Mamchur Aleksandra, Sharashkina Natalia, Erema Veronika, Kashtanova Daria, Ivanov Mikhail, Bruttan Maria, Zelenova Elena, Shelly Eva, Ostapenko Valentina, Dzhumaniiazova Irina, Matkava Lorena, Yudin Vladimir, Akopyan Anna, Strazhesko Irina, Maytesyan Lilit, Tarasova Irina, Beloshevskaya Olga, Keskinov Anton, Kraevoy Sergey, Tkacheva Olga, Yudin Sergey
Centre for Strategic Planning and Management of Biomedical Health Risks, Federal Medical Biological Agency, Moscow, Russia.
Russian Gerontology Research and Clinical Center, Pirogov Russian National Research Medical University, Moscow, Russia.
Aging Dis. 2024 Jan 28;16(1):565-77. doi: 10.14336/AD.2024.0120.
Aging is a natural process with varying effects. As we grow older, our bodies become more susceptible to aging-associated diseases. These diseases, individually or collectively, lead to the formation of distinct aging phenotypes. Identifying these aging phenotypes and understanding the complex interplay between coexistent diseases would facilitate more personalized patient management, a better prognosis, and a prolonged lifespan. Many studies distinguish between successful aging and frailty. However, this simple distinction fails to reflect the diversity of underlying causes. In this study, we sought to establish the underlying causes of frailty and determine the patterns in which these causes converge to form aging phenotypes. We conducted a comprehensive geriatric examination, cognitive assessment, and survival analysis of 2,688 long-living adults (median age = 92 years). The obtained data were clustered and used as input data for the Aging Phenotype Calculator, a multiclass classification model validated on an independent dataset of 96 older adults. The accuracy of the model was assessed using the receiver operating characteristic curve and the area under the curve. Additionally, we analyzed socioeconomic factors that could contribute to specific aging patterns. We identified five aging phenotypes: non-frailty, multimorbid frailty, metabolic frailty, cognitive frailty, and functional frailty. For each phenotype, we determined the underlying diseases and conditions and assessed the survival rate. Additionally, we provided management recommendations for each of the five phenotypes based on their distinct features and associated challenges. The identified aging phenotypes may facilitate better-informed decision-making. The Aging Phenotype Calculator (ROC AUC = 92%) may greatly assist geriatricians in patient management.

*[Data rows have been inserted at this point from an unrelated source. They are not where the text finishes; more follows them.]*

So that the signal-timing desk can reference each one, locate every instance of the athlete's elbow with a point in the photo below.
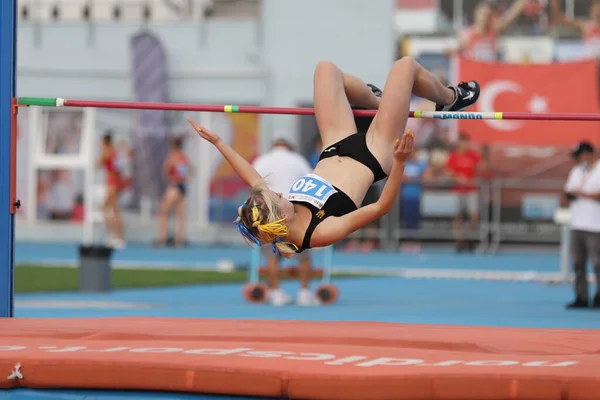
(383, 207)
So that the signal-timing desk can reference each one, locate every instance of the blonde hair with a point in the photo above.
(261, 216)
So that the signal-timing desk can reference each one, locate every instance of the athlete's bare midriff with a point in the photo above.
(348, 175)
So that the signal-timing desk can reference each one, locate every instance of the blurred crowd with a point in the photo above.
(445, 157)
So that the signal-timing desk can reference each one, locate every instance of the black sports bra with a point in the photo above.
(322, 199)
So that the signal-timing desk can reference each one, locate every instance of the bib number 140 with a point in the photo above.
(309, 187)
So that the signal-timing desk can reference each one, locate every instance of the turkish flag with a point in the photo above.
(533, 88)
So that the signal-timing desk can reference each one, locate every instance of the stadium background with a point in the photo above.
(264, 52)
(249, 52)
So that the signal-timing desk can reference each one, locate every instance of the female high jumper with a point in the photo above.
(322, 207)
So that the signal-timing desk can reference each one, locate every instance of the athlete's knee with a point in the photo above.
(406, 65)
(326, 68)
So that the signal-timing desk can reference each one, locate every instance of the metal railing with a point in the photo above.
(509, 211)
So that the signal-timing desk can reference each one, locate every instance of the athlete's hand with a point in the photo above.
(204, 133)
(403, 148)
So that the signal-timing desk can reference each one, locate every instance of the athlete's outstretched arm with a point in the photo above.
(336, 229)
(237, 162)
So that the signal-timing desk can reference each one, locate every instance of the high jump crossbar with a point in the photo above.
(59, 102)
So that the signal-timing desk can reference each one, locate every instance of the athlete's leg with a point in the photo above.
(334, 91)
(407, 77)
(180, 215)
(168, 201)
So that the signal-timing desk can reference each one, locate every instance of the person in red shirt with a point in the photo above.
(109, 160)
(479, 40)
(462, 166)
(589, 29)
(177, 168)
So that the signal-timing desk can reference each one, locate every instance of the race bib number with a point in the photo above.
(311, 189)
(182, 170)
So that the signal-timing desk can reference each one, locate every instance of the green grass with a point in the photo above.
(31, 278)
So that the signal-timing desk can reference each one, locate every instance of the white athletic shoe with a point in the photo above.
(116, 243)
(278, 297)
(306, 298)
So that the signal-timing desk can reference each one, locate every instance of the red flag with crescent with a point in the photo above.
(570, 87)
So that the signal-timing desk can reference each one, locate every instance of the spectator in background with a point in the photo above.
(411, 190)
(61, 197)
(479, 40)
(462, 166)
(109, 160)
(589, 30)
(281, 167)
(78, 214)
(177, 169)
(583, 190)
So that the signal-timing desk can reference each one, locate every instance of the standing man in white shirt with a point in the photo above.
(281, 167)
(583, 191)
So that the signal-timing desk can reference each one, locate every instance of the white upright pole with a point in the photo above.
(565, 245)
(87, 141)
(35, 140)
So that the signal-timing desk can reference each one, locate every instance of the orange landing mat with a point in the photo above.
(300, 360)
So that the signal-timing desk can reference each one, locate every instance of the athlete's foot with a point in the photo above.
(376, 91)
(278, 297)
(466, 94)
(306, 298)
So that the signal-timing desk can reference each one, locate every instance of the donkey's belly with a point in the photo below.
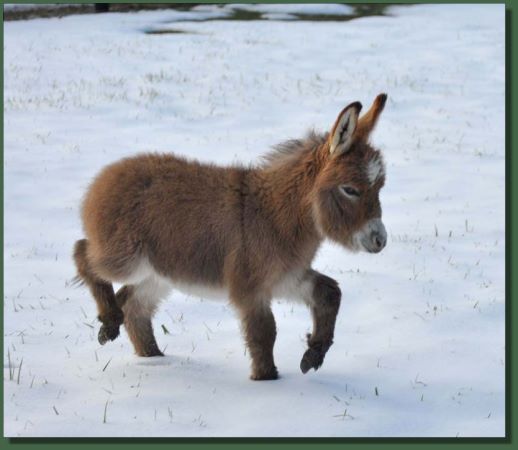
(201, 291)
(150, 283)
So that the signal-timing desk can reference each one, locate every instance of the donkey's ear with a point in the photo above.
(341, 136)
(368, 121)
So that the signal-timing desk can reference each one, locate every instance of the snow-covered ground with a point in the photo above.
(419, 346)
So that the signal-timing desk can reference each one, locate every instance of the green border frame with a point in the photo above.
(511, 212)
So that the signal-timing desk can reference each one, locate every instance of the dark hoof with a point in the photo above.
(312, 359)
(108, 333)
(152, 352)
(271, 374)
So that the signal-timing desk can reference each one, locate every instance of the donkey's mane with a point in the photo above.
(290, 150)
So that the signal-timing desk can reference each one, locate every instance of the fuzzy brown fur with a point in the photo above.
(246, 230)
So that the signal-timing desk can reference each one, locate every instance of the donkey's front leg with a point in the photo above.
(324, 303)
(259, 330)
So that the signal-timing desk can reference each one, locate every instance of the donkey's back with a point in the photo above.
(164, 212)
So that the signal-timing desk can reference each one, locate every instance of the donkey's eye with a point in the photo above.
(349, 191)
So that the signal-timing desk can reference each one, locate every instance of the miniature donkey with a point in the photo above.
(156, 220)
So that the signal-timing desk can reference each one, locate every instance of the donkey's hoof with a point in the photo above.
(311, 359)
(108, 333)
(271, 374)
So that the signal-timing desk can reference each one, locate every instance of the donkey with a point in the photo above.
(156, 221)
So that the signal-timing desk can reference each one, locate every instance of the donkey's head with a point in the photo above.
(346, 204)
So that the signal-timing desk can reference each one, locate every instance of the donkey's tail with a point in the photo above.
(110, 314)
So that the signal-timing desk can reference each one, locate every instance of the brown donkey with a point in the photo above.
(156, 221)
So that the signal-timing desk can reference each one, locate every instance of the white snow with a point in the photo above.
(419, 345)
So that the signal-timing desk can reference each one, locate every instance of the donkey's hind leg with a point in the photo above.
(139, 304)
(259, 330)
(324, 302)
(110, 314)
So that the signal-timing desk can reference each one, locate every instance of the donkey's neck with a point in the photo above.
(284, 188)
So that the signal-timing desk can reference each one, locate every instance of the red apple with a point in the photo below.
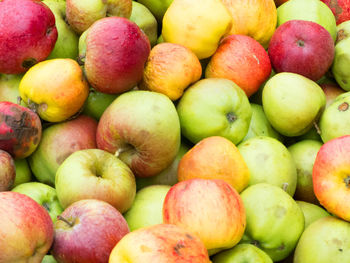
(340, 9)
(27, 34)
(20, 129)
(116, 52)
(211, 209)
(26, 230)
(87, 231)
(331, 176)
(302, 47)
(7, 171)
(236, 58)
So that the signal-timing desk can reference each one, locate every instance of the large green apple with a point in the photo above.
(146, 209)
(214, 107)
(324, 241)
(44, 195)
(269, 161)
(310, 10)
(242, 253)
(274, 220)
(67, 41)
(292, 103)
(304, 155)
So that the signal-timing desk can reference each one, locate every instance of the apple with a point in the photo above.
(82, 14)
(269, 161)
(242, 253)
(340, 9)
(287, 95)
(335, 119)
(95, 174)
(311, 212)
(44, 195)
(274, 220)
(210, 209)
(26, 229)
(58, 141)
(330, 177)
(324, 241)
(67, 41)
(214, 107)
(236, 58)
(215, 157)
(20, 130)
(164, 242)
(7, 171)
(142, 128)
(27, 36)
(311, 10)
(169, 175)
(87, 231)
(145, 20)
(259, 125)
(147, 207)
(304, 154)
(114, 64)
(302, 47)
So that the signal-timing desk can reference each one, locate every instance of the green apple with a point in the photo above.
(304, 155)
(310, 10)
(335, 120)
(157, 7)
(311, 212)
(147, 207)
(259, 125)
(166, 177)
(67, 41)
(242, 253)
(324, 241)
(95, 174)
(269, 161)
(143, 17)
(23, 172)
(44, 195)
(97, 102)
(274, 220)
(214, 107)
(292, 103)
(342, 56)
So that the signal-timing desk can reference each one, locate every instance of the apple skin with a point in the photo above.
(95, 174)
(211, 209)
(324, 241)
(136, 127)
(164, 243)
(7, 171)
(236, 58)
(274, 220)
(304, 154)
(115, 64)
(287, 95)
(214, 107)
(331, 178)
(87, 231)
(301, 47)
(27, 37)
(20, 130)
(147, 207)
(24, 236)
(58, 141)
(44, 195)
(269, 161)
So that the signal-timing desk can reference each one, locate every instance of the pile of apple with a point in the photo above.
(174, 131)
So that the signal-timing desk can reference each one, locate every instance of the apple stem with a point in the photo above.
(59, 217)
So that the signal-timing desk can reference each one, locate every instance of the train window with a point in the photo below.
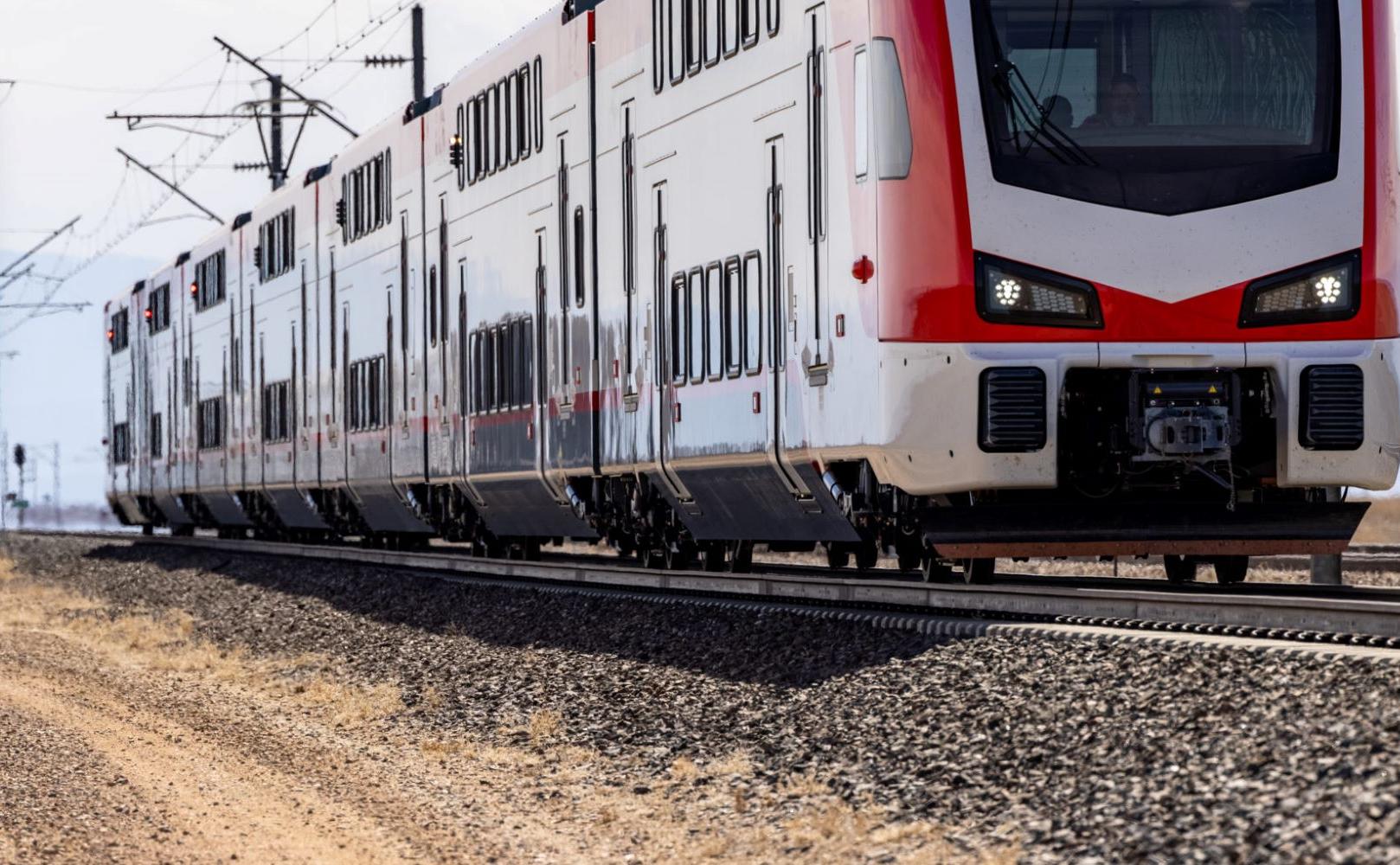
(696, 325)
(733, 317)
(276, 410)
(525, 112)
(658, 42)
(342, 216)
(157, 439)
(679, 349)
(729, 25)
(677, 40)
(331, 292)
(580, 285)
(209, 282)
(472, 150)
(523, 362)
(714, 321)
(504, 368)
(209, 432)
(491, 126)
(433, 304)
(476, 373)
(276, 245)
(863, 113)
(752, 312)
(443, 269)
(464, 142)
(695, 35)
(509, 120)
(629, 205)
(118, 332)
(403, 292)
(563, 226)
(713, 29)
(367, 196)
(749, 22)
(364, 402)
(539, 108)
(528, 353)
(158, 308)
(120, 444)
(894, 140)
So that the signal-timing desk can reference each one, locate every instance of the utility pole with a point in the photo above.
(4, 448)
(278, 168)
(58, 503)
(417, 54)
(20, 504)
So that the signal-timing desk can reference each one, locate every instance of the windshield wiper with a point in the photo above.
(1042, 129)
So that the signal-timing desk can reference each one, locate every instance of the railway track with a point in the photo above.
(1336, 619)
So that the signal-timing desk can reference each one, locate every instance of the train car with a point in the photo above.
(951, 282)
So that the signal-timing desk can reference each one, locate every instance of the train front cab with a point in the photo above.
(1119, 317)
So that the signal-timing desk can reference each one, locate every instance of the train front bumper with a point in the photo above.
(931, 396)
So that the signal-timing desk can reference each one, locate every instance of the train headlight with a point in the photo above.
(1019, 294)
(1323, 292)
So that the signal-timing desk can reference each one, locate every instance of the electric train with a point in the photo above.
(947, 280)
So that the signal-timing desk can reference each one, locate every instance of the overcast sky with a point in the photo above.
(79, 61)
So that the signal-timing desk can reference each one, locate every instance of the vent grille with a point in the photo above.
(1333, 410)
(1012, 416)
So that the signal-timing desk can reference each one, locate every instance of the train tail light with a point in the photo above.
(1019, 294)
(1322, 292)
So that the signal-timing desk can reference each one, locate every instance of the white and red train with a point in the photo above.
(949, 280)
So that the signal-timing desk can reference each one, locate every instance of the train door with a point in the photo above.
(815, 337)
(781, 315)
(668, 342)
(564, 359)
(439, 427)
(541, 346)
(461, 392)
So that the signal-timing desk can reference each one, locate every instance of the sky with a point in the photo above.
(74, 62)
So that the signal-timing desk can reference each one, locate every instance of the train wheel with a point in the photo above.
(1179, 568)
(678, 557)
(979, 572)
(1231, 570)
(937, 570)
(910, 556)
(741, 559)
(867, 554)
(711, 556)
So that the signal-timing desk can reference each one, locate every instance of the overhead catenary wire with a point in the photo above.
(101, 238)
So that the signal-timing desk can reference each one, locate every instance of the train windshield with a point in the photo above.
(1161, 106)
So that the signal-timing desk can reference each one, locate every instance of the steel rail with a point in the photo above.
(1363, 616)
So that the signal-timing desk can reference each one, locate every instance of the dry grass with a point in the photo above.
(165, 641)
(545, 725)
(706, 812)
(350, 704)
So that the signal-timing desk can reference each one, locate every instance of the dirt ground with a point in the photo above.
(125, 738)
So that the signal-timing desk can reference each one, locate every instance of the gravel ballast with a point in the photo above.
(1080, 749)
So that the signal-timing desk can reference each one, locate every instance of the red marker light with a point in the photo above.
(864, 269)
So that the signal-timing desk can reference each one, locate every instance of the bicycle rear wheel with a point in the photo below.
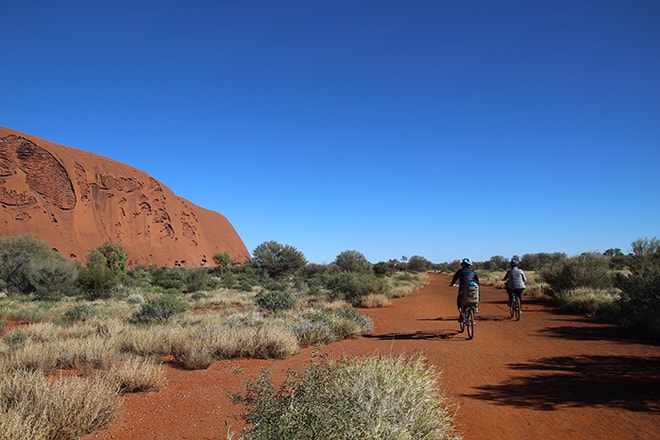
(470, 322)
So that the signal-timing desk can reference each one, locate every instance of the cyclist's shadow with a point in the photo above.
(419, 335)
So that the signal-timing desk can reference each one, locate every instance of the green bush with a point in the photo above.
(382, 269)
(197, 279)
(589, 270)
(28, 265)
(352, 261)
(79, 312)
(169, 278)
(105, 269)
(640, 297)
(159, 308)
(275, 300)
(277, 260)
(372, 398)
(352, 286)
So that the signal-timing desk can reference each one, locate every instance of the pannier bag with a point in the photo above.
(471, 293)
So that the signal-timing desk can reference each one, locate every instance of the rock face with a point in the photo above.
(76, 201)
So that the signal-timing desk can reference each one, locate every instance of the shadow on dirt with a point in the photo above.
(590, 330)
(448, 334)
(624, 382)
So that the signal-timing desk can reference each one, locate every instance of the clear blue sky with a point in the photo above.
(437, 128)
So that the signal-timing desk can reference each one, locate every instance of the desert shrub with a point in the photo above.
(36, 407)
(418, 263)
(159, 308)
(28, 265)
(601, 304)
(352, 286)
(197, 279)
(277, 260)
(640, 288)
(352, 261)
(139, 276)
(312, 333)
(589, 270)
(363, 398)
(145, 341)
(16, 339)
(171, 279)
(264, 342)
(135, 298)
(382, 269)
(137, 374)
(191, 351)
(275, 300)
(79, 312)
(375, 300)
(104, 270)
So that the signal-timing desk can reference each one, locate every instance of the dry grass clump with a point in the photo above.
(35, 407)
(406, 283)
(137, 374)
(376, 300)
(369, 398)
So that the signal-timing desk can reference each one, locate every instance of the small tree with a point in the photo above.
(105, 269)
(418, 264)
(640, 295)
(28, 265)
(352, 261)
(223, 260)
(277, 260)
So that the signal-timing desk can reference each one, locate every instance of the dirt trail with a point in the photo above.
(548, 376)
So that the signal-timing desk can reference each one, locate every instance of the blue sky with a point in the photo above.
(442, 129)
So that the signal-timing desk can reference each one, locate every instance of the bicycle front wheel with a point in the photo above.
(470, 323)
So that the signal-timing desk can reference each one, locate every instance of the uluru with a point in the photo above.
(76, 201)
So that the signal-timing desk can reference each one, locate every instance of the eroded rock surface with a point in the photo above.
(76, 201)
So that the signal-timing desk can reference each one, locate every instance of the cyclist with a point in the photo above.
(514, 280)
(464, 275)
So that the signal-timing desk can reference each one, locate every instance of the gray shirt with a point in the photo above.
(515, 278)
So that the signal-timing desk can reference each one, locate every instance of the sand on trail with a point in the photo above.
(548, 376)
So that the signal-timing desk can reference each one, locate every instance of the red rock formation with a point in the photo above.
(76, 201)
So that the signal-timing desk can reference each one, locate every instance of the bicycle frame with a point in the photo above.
(468, 312)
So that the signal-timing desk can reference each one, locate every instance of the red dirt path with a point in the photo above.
(549, 376)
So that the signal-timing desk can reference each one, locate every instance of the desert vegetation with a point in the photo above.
(371, 398)
(610, 286)
(101, 330)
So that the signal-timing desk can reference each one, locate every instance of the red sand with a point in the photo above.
(549, 376)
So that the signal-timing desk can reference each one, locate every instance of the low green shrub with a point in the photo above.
(79, 312)
(370, 398)
(590, 270)
(352, 286)
(275, 300)
(159, 308)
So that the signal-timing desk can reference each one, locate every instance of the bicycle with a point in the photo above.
(514, 308)
(515, 305)
(467, 314)
(469, 308)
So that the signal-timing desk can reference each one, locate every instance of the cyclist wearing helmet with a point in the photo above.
(464, 275)
(514, 280)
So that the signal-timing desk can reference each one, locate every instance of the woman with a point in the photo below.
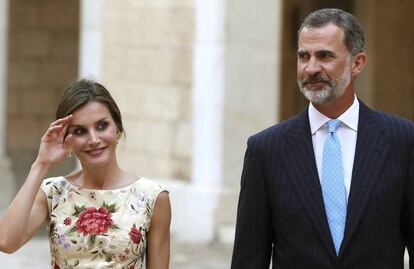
(99, 216)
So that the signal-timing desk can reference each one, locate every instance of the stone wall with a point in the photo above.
(42, 60)
(147, 63)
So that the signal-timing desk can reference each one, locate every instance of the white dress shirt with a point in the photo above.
(347, 133)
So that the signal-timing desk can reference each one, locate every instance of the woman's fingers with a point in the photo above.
(59, 126)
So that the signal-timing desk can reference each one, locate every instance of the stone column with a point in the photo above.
(235, 94)
(91, 32)
(7, 179)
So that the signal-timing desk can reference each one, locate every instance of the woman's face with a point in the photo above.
(94, 135)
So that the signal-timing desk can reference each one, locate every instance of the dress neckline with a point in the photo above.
(101, 190)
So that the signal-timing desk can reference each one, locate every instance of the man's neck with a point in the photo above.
(337, 107)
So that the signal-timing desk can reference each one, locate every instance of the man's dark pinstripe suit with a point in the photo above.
(281, 212)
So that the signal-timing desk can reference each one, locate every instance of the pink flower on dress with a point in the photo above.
(93, 221)
(67, 221)
(135, 235)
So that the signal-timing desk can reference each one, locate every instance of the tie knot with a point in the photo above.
(333, 125)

衰老 是一个具有不同影响的自然过程。随着年龄的增长,我们的身体更容易患上与衰老相关的疾病。这些疾病单独或共同导致形成不同的衰老表型。识别这些衰老表型并了解共存疾病之间复杂的相互作用将有助于更个性化的患者管理、更好的预后和延长寿命。许多研究区分了成功衰老和虚弱。然而,这种简单的区分未能反映潜在原因的多样性。在本研究中,我们试图确定虚弱的潜在原因,并确定这些原因汇聚形成衰老表型的模式。我们对2688名长寿成年人(中位年龄 = 92岁)进行了全面的老年医学检查、认知评估和生存分析。将获得的数据进行聚类,并用作衰老表型计算器的输入数据,该计算器是一个在96名老年人的独立数据集上验证的多类分类模型。使用受试者工作特征曲线和曲线下面积评估模型的准确性。此外,我们分析了可能导致特定衰老模式的社会经济因素。我们确定了五种衰老表型:非虚弱型、多病虚弱型、代谢虚弱型、认知虚弱型和功能虚弱型。对于每种表型,我们确定了潜在的疾病和状况,并评估了生存率。此外,我们根据五种表型各自的独特特征和相关挑战为其提供了管理建议。所识别的衰老表型可能有助于做出更明智的决策。衰老表型计算器(ROC曲线下面积 = 92%)可能会极大地帮助老年病医生进行患者管理。